There’s a Canadian signature on a beam of one of New York City’s most iconic buildings: the newly revamped David Geffen Hall at Lincoln Center for the Performing Arts, home to the New York Philharmonic.
Gary McCluskie, a principal architect with Toronto-based Diamond Schmitt Architects, can show you exactly where the signature is. He put it there himself in the final stages of a $550-million US renovation that his team helped complete before the hall reopened last October.
It was a moment of pride for McCluskie after a long journey that began with a call in 2016 asking the Canadian team to solve a notorious problem in the cultural heart of the United States — namely, one of its greatest concert halls had a reputation for terrible sound.
“The challenge of Geffen Hall was that the acoustic of the hall was never great, and it never matched the greatness of the orchestra,” McCluskie said.
The acoustics were so terrible that some started to call it a curse after two expensive renovations failed to fix the issue.

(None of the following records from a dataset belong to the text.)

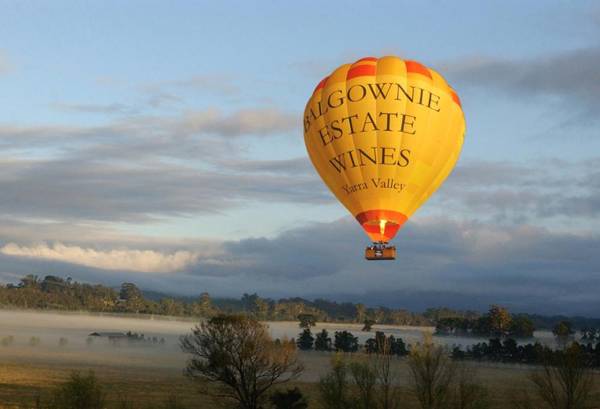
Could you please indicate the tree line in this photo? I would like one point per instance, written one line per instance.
(57, 293)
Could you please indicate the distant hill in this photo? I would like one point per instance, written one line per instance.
(57, 293)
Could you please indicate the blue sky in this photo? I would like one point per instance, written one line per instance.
(162, 142)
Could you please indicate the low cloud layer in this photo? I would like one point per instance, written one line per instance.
(440, 262)
(127, 260)
(569, 78)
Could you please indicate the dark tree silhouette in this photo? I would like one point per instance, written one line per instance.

The problem, according to the New York Philharmonic’s current CEO, Deborah Borda, was evident from the moment the hall opened in 1962. (It was originally called Philharmonic Hall, followed by Avery Fisher Hall in honour of a philanthropist who donated $10.5 million in 1973. In 2015, it was named after entertainment mogul David Geffen, who donated $100 million as part of a fundraising campaign and won the naming rights.)